Radioembolization using Yttrium-90 (Y-90) microspheres, a selective internal radiation therapy (SIRT), is a promising procedure to treat non-resectable primary and metastatic liver cancers.¹ Resin-based Y-90 procedures are used to treat metastatic liver cancers. In these procedures, the body-surface-area method is commonly used as the dosimetry method for activity calculation.² Liver volume size and tumor volume size are needed in the activity calculation, which are obtained from contours delineated by physicians in CT or MR images. It is desired that an auto-segmentation method can be applied for liver delineation in SIRT procedures to improve the efficiency of the activity calculation process.

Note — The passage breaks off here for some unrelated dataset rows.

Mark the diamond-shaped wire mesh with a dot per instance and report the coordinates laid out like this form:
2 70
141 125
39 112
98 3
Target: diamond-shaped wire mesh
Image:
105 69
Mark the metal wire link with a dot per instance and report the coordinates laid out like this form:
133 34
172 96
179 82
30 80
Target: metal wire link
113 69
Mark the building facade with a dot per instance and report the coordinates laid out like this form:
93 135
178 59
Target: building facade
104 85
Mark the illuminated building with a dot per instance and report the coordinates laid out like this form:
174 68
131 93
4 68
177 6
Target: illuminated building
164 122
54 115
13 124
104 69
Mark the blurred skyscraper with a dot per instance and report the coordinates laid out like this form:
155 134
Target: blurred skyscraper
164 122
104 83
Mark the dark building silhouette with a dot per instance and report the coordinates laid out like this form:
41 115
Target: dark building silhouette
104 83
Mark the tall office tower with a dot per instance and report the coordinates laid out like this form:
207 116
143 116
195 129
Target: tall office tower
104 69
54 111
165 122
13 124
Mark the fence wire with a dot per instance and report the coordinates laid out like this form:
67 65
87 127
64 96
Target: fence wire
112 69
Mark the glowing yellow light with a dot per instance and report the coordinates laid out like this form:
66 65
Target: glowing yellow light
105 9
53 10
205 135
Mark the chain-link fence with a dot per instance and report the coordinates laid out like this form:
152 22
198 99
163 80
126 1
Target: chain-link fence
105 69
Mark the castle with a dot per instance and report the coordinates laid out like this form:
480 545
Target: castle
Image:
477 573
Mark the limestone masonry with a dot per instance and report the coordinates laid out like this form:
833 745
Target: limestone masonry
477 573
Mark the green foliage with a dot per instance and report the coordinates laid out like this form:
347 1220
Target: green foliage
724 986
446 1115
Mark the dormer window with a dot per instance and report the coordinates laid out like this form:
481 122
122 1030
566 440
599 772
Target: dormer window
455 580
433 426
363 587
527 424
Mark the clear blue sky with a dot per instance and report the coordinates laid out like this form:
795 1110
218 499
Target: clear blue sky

In recent years, auto-segmentation methods for organ delineations have been studied extensively.^3–16 For liver delineation, several methods have been investigated.^10–16 However, there are very few studies on liver auto-segmentation for SIRT applications, which were based on Atlas-based auto-segmentation methods.^15,16 Studies on Artificial Intelligence (AI) for biomedical image segmentation have shown that AI-based segmentations are advanced auto-segmentation methods for organ delineations.^17–20 The study here was aimed to build a deep learning (DL)-based auto-segmentation model and explore the feasibility of applying the model for liver delineation in resin Y-90 SIRT.

Material and Method

Deep Learning Segmentation Model and Data

Liver segmentation has evolved significantly over the years, transitioning from traditional methods such as thresholding and region growing, which relied on handcrafted rules and were challenged by variations in image contrast and anatomical structures, to more advanced machine learning and Atlas-based techniques. While these methods improved segmentation accuracy, they required extensive feature engineering and struggled with inter-patient variability.²¹ The advent of deep learning revolutionized segmentation, particularly with the introduction of convolutional neural network (CNN)-based architectures. U-Net became the de facto standard due to its encoder-decoder structure and skip connections, enabling effective feature extraction across different spatial scales. Variants like V-Net extended these capabilities to 3D medical imaging, further enhancing volumetric segmentation. Recent advancements, including Attention U-Net and Residual U-Net, have incorporated attention mechanisms and residual connections to refine feature representation and improve segmentation precision.²²

We employed a Unet3D architecture¹⁸ for liver segmentation, leveraging its encoder-decoder structure with skip connections to reserve spatial details while capturing high-level contextual information. The network consists of four down sampling and up sampling levels. Each level incorporates convolutional layers and leaky ReLU activation. The encoding path extracts rich feature representations from the input image using strided convolutions for down sampling, and the decoding path generates the segmented output using transposed convolution for up sampling. The segmentation model generates the final segmentation using a softmax activation function to allow multi-class segmentation of liver region. To mitigate overfitting, a dropout rate of 0.1 was applied to deeper layers.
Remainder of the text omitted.